At one time "the tribute" rendered amounted to over £15,000 a year, and the subscription raised for O'Connell after emancipation was won reached no less a sum than £50,000. But it is to be remembered that he sacrificed the emoluments of a lucrative profession, in which he had reached the highest place. He fell in later years into the tricks of the mob orator, and swayed vast multitudes by all the arts of the demagogue.[20] He abused men scandalously, and often mendaciously, as he was abused by others. What was of more permanent importance was that, in the English House of Commons, he inaugurated the system of obstruction which "by debating every word and sentence of a Bill and dividing upon every debate" could delay the passage of any Bill through a whole session. It was the system which was later adopted and perfected by the followers of Parnell and Redmond. The public time was consumed in listening to speeches of two or three hours each, made solely for the purposes of delay. Peel looked upon the plan as one designed intentionally to disgust the Members into giving a repeal of the Union, because it would relieve the House of the burden of their presence in it.[21]

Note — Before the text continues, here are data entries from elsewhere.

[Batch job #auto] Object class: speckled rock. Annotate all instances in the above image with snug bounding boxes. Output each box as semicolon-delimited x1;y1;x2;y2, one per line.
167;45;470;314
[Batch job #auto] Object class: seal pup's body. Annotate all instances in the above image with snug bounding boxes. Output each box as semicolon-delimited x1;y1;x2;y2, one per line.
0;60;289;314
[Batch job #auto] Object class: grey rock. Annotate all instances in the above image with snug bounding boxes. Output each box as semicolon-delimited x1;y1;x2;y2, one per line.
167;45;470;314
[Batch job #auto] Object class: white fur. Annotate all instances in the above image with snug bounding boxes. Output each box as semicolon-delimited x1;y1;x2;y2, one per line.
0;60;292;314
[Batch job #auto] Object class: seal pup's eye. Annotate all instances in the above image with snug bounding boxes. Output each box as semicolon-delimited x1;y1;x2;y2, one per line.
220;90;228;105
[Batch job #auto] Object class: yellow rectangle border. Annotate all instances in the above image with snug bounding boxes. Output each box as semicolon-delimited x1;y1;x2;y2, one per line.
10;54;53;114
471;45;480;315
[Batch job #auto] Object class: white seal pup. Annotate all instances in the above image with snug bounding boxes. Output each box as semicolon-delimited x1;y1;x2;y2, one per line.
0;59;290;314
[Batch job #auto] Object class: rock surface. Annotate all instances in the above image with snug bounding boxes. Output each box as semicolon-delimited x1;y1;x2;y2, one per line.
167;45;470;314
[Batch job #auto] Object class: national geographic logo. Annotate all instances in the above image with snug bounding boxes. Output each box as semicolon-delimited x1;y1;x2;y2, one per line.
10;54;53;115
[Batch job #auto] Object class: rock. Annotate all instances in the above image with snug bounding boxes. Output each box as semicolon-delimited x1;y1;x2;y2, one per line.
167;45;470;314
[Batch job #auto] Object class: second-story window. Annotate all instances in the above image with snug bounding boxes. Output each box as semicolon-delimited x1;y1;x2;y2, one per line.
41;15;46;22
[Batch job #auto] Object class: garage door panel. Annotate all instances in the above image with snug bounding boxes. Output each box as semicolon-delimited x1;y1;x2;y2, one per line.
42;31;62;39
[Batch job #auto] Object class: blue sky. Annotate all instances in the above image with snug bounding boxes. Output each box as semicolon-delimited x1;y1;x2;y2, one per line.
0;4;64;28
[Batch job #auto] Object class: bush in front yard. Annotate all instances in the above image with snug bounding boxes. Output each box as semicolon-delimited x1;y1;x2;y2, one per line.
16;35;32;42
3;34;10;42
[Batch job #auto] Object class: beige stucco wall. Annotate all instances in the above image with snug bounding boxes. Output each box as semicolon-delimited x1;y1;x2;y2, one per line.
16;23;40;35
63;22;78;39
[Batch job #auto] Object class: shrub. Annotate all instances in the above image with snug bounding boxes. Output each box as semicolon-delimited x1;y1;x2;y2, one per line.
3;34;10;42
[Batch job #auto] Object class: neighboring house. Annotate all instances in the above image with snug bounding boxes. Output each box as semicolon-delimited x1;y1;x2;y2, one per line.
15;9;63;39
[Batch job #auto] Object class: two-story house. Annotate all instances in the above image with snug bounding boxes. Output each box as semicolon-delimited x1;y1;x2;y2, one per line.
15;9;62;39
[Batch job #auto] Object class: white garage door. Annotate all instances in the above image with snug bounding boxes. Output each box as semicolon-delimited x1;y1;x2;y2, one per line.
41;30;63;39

The larger part of O'Connell's after life was given to the question of repeal. On the night when emancipation was carried one of his friends had clapped him on the shoulder, exclaiming, "Othello's occupation's gone!" "Gone!" cried the Liberator; "isn't there a repeal of the Union?" He announced this as his intention even before emancipation was won, and hoped to unite all classes and sects in Ireland in its favour. But as a matter of fact the attitude of the gentry who had fought most vigorously for Irish independence had undergone a change, and they were now foremost in their opposition to repeal. It would perhaps be truer to say that circumstances had changed, and that the men who resisted a union which defrauded them of ascendancy and power, were little disposed to welcome a repeal which would now leave them in the minority, while the enfranchised Catholic electors sent a Catholic democracy into Parliament and put a large Catholic majority into power.